• Tempo di Lettura:2Minuti

No Durant? No problem, c’è il Barba!
Continua a gonfie vele il cammino dei Brooklyn Nets nonostante l’infortunio di Kevin Durant. Dopo aver battuto i campioni in carica Los Angeles Lakers, privi di Schroder e Davis, i Nets si sono imposti anche sui cugini Clippers con una vittoria in rimonta. La partita è terminata 108-112 con Mvp della serata James Harden, con i suoi 37 punti 11 rimbalzi e 7 assist, uniti ai 28 di Irving. Non bastano per i Clippers i 29 di Kawhi Leonard e i 34 di Paul George. Si conferma il momento super positivo di James Harden che da quando è arrivato ai Nets sembra davvero aver trovato la sua condizione migliore della carriera. Il tutto probabilmente è dovuto alla consapevolezza di essere una reale contender al titolo e alla piacevole compagnia di Irving e KD. Qui il video degli Highlights della partita: https://www.youtube.com/watch?v=BJXSS1xYBkM.

Nets-Clippers: le voci dei protagonisti

Nel postgame di questo big match, si è espresso ai microfoni l’Mvp della serara James Harden:

Sono orgoglioso del nostro approccio mentale a tutte queste gare, su ogni possesso, a prescindere dall’avversario che si ha di fronte. […] Ha un effetto a cascata su tutto il gruppo. […] Ora ci conosciamo un po’ meglio, sappiamo quali sono i nostri spazi in attacco e questo rende il gioco più facile. Per arrivare in fondo avremo bisogno di tutti, diversi giocatori avranno impatto sulle partite  in stagione regolare o ai Playoff. Sarà un elemento chiave.”

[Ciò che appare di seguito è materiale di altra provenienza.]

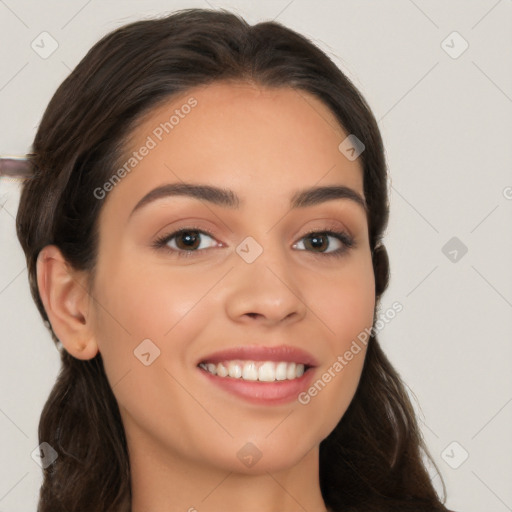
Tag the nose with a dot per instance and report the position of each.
(265, 291)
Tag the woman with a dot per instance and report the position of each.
(203, 236)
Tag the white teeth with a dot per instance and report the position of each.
(290, 371)
(235, 370)
(250, 372)
(264, 371)
(281, 371)
(222, 371)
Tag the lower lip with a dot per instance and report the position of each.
(263, 393)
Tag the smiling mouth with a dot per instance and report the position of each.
(262, 371)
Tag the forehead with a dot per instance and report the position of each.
(256, 140)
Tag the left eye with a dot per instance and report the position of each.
(319, 242)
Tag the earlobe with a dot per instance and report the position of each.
(65, 298)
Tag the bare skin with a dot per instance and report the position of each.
(184, 433)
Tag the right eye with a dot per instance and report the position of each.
(184, 241)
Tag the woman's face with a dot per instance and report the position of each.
(245, 274)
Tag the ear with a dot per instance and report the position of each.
(65, 298)
(381, 269)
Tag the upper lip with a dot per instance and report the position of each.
(260, 353)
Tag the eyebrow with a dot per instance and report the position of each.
(228, 199)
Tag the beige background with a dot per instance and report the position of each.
(447, 127)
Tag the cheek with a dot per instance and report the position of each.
(344, 302)
(135, 305)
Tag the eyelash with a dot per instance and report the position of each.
(346, 240)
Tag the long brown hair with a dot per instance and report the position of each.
(373, 458)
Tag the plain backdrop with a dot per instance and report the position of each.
(438, 76)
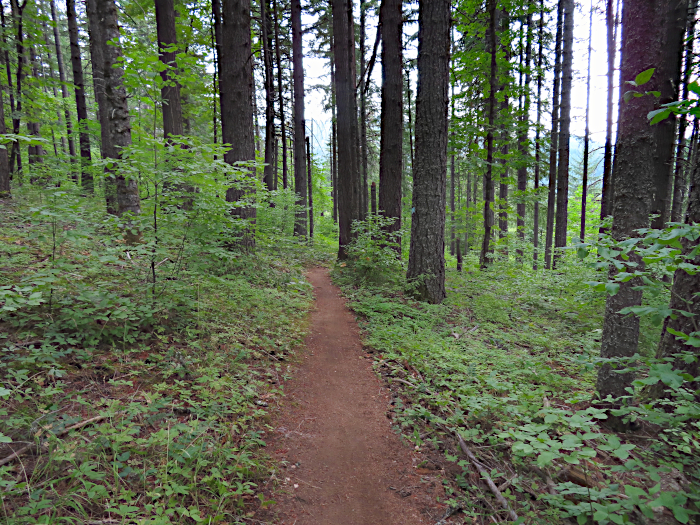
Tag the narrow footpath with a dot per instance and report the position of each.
(345, 465)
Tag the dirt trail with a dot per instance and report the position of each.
(345, 465)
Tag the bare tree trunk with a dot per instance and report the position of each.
(554, 140)
(167, 53)
(606, 199)
(300, 226)
(119, 125)
(4, 164)
(426, 261)
(560, 236)
(584, 192)
(6, 58)
(634, 184)
(97, 44)
(391, 147)
(349, 176)
(80, 103)
(270, 139)
(236, 88)
(62, 77)
(684, 297)
(489, 190)
(666, 79)
(311, 189)
(280, 89)
(17, 17)
(523, 140)
(679, 183)
(536, 212)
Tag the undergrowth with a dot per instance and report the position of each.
(136, 380)
(508, 362)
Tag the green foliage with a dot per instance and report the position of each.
(175, 343)
(509, 361)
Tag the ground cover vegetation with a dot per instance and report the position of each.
(162, 191)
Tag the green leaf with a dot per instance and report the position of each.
(644, 77)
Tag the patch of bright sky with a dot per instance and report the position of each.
(317, 72)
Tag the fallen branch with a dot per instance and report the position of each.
(22, 450)
(499, 497)
(449, 512)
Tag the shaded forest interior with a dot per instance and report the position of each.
(527, 288)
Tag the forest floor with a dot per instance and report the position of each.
(341, 461)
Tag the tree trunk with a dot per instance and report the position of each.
(117, 109)
(97, 45)
(35, 153)
(270, 139)
(167, 53)
(62, 77)
(349, 177)
(426, 262)
(300, 185)
(311, 189)
(489, 190)
(606, 199)
(391, 147)
(236, 88)
(80, 103)
(584, 184)
(523, 141)
(667, 77)
(634, 185)
(564, 131)
(6, 57)
(4, 164)
(18, 19)
(684, 297)
(334, 142)
(536, 212)
(280, 89)
(554, 139)
(679, 183)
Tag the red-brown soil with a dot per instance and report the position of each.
(341, 461)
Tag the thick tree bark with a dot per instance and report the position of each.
(270, 139)
(6, 58)
(560, 237)
(684, 297)
(117, 109)
(236, 88)
(523, 144)
(80, 103)
(18, 19)
(554, 139)
(672, 16)
(426, 262)
(62, 78)
(349, 177)
(280, 92)
(584, 183)
(300, 185)
(489, 190)
(391, 147)
(634, 185)
(536, 182)
(363, 105)
(167, 53)
(606, 199)
(97, 45)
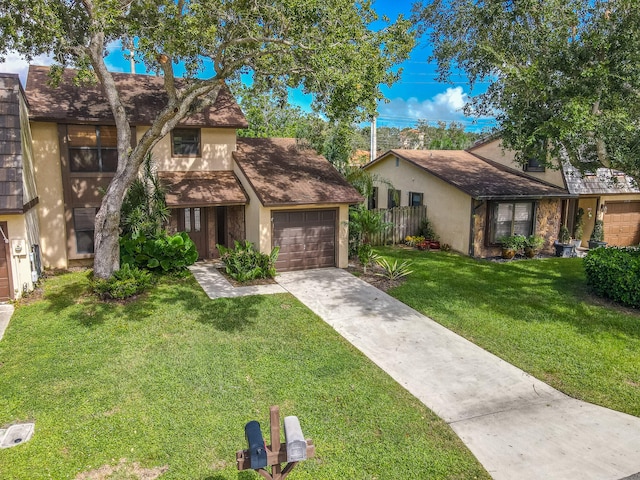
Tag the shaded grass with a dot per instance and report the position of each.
(171, 379)
(536, 314)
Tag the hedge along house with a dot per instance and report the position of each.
(472, 202)
(19, 234)
(209, 195)
(608, 194)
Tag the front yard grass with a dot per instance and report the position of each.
(163, 386)
(536, 314)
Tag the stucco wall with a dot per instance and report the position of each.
(494, 151)
(20, 262)
(448, 208)
(217, 146)
(48, 176)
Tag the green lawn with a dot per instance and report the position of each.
(169, 381)
(536, 314)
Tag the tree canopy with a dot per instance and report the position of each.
(325, 47)
(563, 75)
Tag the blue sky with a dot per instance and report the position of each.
(416, 96)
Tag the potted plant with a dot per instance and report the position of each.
(532, 244)
(511, 244)
(597, 236)
(563, 245)
(578, 230)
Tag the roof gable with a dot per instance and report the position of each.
(143, 97)
(281, 173)
(477, 177)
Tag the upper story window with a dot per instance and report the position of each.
(415, 199)
(185, 142)
(533, 165)
(92, 148)
(372, 201)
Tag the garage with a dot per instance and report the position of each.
(307, 239)
(622, 223)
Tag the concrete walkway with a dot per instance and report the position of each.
(517, 427)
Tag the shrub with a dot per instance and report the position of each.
(393, 271)
(366, 255)
(244, 263)
(165, 253)
(124, 283)
(615, 273)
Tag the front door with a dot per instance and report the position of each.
(194, 222)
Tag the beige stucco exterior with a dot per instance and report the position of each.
(48, 175)
(495, 151)
(448, 208)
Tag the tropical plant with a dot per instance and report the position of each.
(124, 283)
(394, 271)
(244, 263)
(578, 229)
(364, 223)
(164, 253)
(564, 236)
(144, 208)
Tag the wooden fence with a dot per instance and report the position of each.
(405, 220)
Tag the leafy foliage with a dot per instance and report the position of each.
(563, 75)
(394, 271)
(124, 283)
(165, 253)
(144, 209)
(615, 273)
(244, 263)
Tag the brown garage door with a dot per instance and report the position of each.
(622, 223)
(307, 239)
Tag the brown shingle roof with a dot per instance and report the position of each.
(479, 178)
(142, 95)
(197, 189)
(282, 174)
(11, 191)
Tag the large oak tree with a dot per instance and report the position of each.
(326, 47)
(563, 75)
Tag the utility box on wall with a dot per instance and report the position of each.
(18, 247)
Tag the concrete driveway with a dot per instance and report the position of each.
(518, 427)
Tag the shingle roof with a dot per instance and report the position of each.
(281, 173)
(143, 97)
(479, 178)
(604, 181)
(11, 188)
(195, 189)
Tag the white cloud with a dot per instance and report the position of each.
(15, 63)
(446, 106)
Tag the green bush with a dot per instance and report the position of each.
(244, 263)
(165, 253)
(124, 283)
(615, 273)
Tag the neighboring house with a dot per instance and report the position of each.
(19, 235)
(471, 201)
(219, 189)
(608, 194)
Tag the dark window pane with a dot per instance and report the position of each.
(109, 160)
(83, 160)
(186, 141)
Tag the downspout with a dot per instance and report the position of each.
(472, 222)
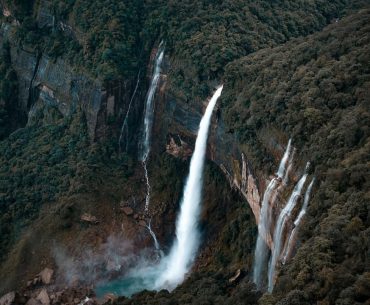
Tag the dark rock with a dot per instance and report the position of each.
(8, 299)
(127, 210)
(43, 297)
(33, 301)
(46, 275)
(86, 217)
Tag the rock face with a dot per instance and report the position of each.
(46, 276)
(7, 299)
(45, 83)
(43, 297)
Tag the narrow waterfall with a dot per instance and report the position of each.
(262, 250)
(170, 270)
(155, 240)
(289, 248)
(279, 228)
(144, 145)
(284, 160)
(124, 124)
(183, 251)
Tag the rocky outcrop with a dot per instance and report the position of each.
(179, 149)
(46, 83)
(7, 299)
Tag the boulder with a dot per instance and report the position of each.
(8, 298)
(86, 217)
(43, 297)
(235, 277)
(142, 223)
(128, 211)
(33, 301)
(46, 275)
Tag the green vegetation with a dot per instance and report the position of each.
(10, 114)
(316, 90)
(277, 80)
(42, 164)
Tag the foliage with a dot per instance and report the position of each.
(316, 90)
(41, 164)
(11, 116)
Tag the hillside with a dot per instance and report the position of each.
(74, 83)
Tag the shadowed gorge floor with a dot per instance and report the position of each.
(77, 80)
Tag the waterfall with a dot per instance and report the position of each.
(155, 240)
(144, 145)
(170, 270)
(124, 124)
(297, 222)
(282, 166)
(279, 228)
(144, 148)
(183, 251)
(262, 251)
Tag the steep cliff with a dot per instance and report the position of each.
(71, 176)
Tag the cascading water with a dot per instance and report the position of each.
(284, 160)
(170, 271)
(155, 240)
(297, 222)
(279, 228)
(144, 147)
(184, 249)
(124, 124)
(262, 251)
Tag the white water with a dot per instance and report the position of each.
(148, 188)
(171, 269)
(282, 166)
(297, 222)
(155, 240)
(279, 228)
(144, 148)
(262, 250)
(124, 124)
(186, 244)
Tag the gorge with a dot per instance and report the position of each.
(126, 177)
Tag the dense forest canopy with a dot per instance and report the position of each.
(291, 69)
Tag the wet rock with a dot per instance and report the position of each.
(46, 275)
(7, 299)
(88, 218)
(142, 223)
(235, 277)
(33, 301)
(179, 149)
(110, 297)
(128, 211)
(43, 297)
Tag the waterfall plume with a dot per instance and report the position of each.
(290, 245)
(144, 147)
(144, 144)
(262, 250)
(183, 251)
(279, 229)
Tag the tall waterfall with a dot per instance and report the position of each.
(170, 270)
(284, 160)
(292, 237)
(144, 145)
(262, 251)
(186, 244)
(279, 228)
(125, 121)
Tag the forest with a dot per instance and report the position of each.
(290, 69)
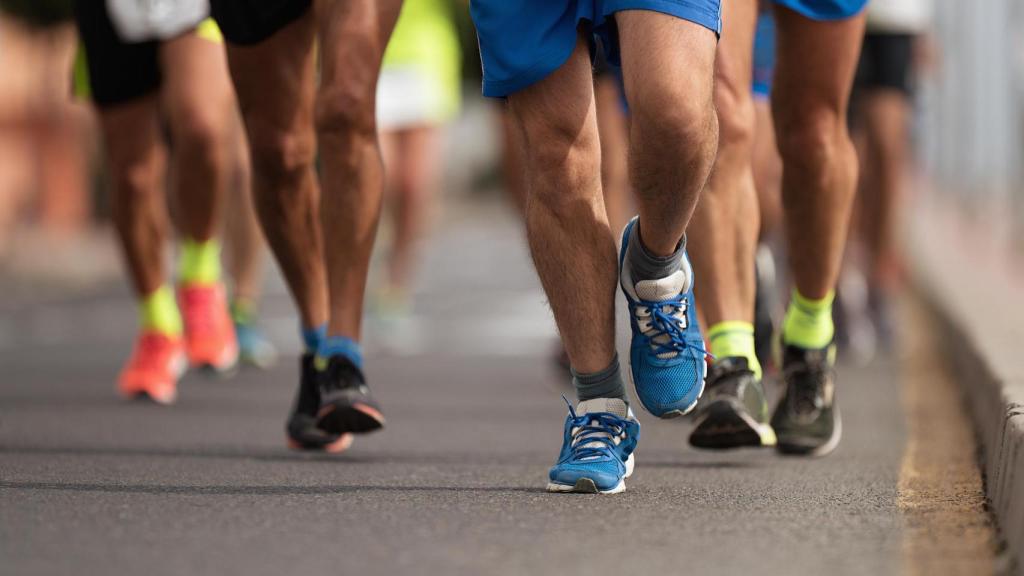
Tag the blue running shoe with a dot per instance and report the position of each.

Diverse invece le parole del suo avversario Paul George, infastidito per essere stato messo fuori negli ultimi minuti:

“Non voglio neanche commentare questa situazione. Ero pronto a giocare, e volevo rimanere sul campo”

Ecco la spiegazione del suo coach:

“Ad inizio quarto quarto pensavo che la partita fosse ormai quasi andata, e ho dovuto rimetterlo sul parquet per provare ad avvicinarci per riaprirla. Ha giocato benissimo, è stato decisivo per noi, però ho dovuto prendere una scelta difficile dopo. Ma l’importante è che sia in salute: il bene dei giocatori è la nostra priorità”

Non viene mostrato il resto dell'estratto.